Médicos veterinários da Secretaria da Agricultura e do Abastecimento (Seab) estão a caça de morcegos hematófagos Desmodus rotundus em Matelândia (80 quilômetros de Foz do Iguaçu). Das 21 mortes de animais vítimas de raiva transmitida pela espécie neste ano, no Paraná, 16 ocorreram no município. Os profissionais querem encontrar os ninhos antes que os mamíferos ataquem moradores da região. A doença é mortal.

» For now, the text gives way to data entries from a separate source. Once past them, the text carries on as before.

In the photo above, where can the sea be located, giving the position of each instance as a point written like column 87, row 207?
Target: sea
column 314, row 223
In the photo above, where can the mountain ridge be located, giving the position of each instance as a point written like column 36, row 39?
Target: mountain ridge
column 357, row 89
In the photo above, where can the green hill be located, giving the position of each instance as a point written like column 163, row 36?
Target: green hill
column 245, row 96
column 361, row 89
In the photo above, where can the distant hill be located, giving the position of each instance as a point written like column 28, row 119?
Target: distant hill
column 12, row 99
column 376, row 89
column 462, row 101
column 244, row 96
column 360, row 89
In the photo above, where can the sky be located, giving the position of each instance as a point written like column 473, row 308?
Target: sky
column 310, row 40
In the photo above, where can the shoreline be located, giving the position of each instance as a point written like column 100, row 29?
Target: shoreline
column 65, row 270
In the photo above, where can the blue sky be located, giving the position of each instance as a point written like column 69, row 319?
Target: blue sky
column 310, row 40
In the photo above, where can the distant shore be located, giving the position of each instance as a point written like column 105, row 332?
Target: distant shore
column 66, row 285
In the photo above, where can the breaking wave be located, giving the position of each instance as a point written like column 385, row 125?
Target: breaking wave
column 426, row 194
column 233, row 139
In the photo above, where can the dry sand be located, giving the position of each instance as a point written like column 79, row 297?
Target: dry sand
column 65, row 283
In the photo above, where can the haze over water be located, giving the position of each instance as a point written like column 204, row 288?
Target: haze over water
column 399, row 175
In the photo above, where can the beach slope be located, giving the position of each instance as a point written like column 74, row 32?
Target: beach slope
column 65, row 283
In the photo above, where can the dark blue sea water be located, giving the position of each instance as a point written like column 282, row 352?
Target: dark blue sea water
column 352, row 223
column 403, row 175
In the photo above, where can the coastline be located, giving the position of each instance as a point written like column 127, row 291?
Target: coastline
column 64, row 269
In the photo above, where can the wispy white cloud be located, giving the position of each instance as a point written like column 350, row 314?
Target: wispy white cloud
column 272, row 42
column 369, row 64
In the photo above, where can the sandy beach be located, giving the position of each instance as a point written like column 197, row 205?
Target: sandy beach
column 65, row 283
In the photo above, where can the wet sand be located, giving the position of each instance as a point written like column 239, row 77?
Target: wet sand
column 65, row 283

O número do município está bem acima dos outros focos anotados no estado. Em maio, foram registradas duas mortes em Jacarezinho (região norte do Estado), enquanto que, em junho, aconteceram mais três casos em Cascavel. Nas duas cidades a situação está controlada. Em Matelândia, morreram 16 animais (12 vacas e quatro cavalos) nos últimos cinco meses.

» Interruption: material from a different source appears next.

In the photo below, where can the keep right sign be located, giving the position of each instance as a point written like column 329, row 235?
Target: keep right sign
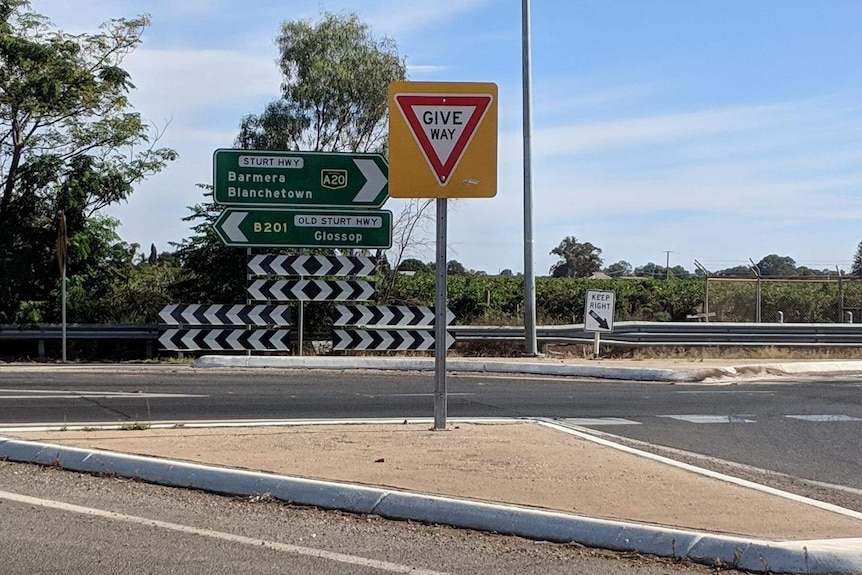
column 599, row 311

BuscaApós uma semana de busca intensificada, geralmente à noite, eles conseguiram pegar dois exemplares, mas ambos não eram hematófagos. As capturas aconteceram na segunda-feira e quarta-feira passadas. O cerco vai continuar até a equipe conseguir um exemplar da espécie, mais conhecida como vampiro. A equipe conta com apoio de veterinários de Capitão Leônidas Marques, Foz do Iguaçu e Cascavel,
Quando for capturado, o corpo do morcego receberá uma camada de vampiricida e depois será solto, devendo retornar ao seu ninho. A expectativa é de que outros 20 a 30 mamíferos consumam o veneno, ocasionando a morte da maioria do bando, diz o médico veterinário José Luiz Stock, da Seab.
A área rural de Matelândia é composta por quase 900 propriedades. Por enquanto, foram vistoriadas 108 localidades da região periofocal. Nelas, todos as vacas, bois e cavalos foram imunizados contra a raiva. Em torno de 50 moradores que tiveram contato com os animais mortos também foram vacinados. A doença não é transmitida pela de carne do animal infectado, desde que ela seja consumida ‘‘bem passada’’.

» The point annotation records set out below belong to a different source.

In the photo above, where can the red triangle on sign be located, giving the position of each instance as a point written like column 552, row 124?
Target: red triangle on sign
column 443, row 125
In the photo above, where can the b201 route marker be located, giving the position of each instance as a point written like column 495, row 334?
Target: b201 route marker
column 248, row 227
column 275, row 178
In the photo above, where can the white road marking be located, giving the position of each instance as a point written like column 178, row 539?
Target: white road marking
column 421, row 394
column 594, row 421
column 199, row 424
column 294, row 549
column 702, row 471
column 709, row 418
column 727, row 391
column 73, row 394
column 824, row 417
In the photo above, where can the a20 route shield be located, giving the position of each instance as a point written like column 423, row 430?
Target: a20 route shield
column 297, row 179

Além do perigo à própria população, os técnicos querem evitar mais prejuízos aos pequenos produtores do município. Em média, cada um deles tem 15 cabeças de gado ou de equinos. A morte de uma vaca leiteira, por exemplo, representa perda aproximada de R$ 800, somando-se o prejuízo com o fim da produção de leite, lamenta o agropecuarista Vanderlei Antônio Casanova, 35 anos. ‘‘É muito dinheiro, por isso pedi para vacinar o rebanho’’.
ProliferaçãoO foco registrado em Matelândia é consequência, em parte, da proximidade do município com o Parque Nacional do Iguaçu. A reserva florestal facilita a proliferação de morcegos na região, acredita o chefe da seção de raiva da Seab, médico veterinário Silmar Burero. ‘‘Das quase mil espécies de morcegos existentes no mundo, apenas três são hamatófagos, sendo que uma delas existe em Matelândia’’, informa.
Segundo ele, a situação no município está ‘‘perfeitamente tranquila. Os veterinários estão fazendo um bom trabalho na região’’. No último dia 25, a equipe encontrou uma caverna em Capitão Leônidas Marques com cerca de 70 morcegos. Ela capturou 10 espécies, porém eles não eram hematófagos.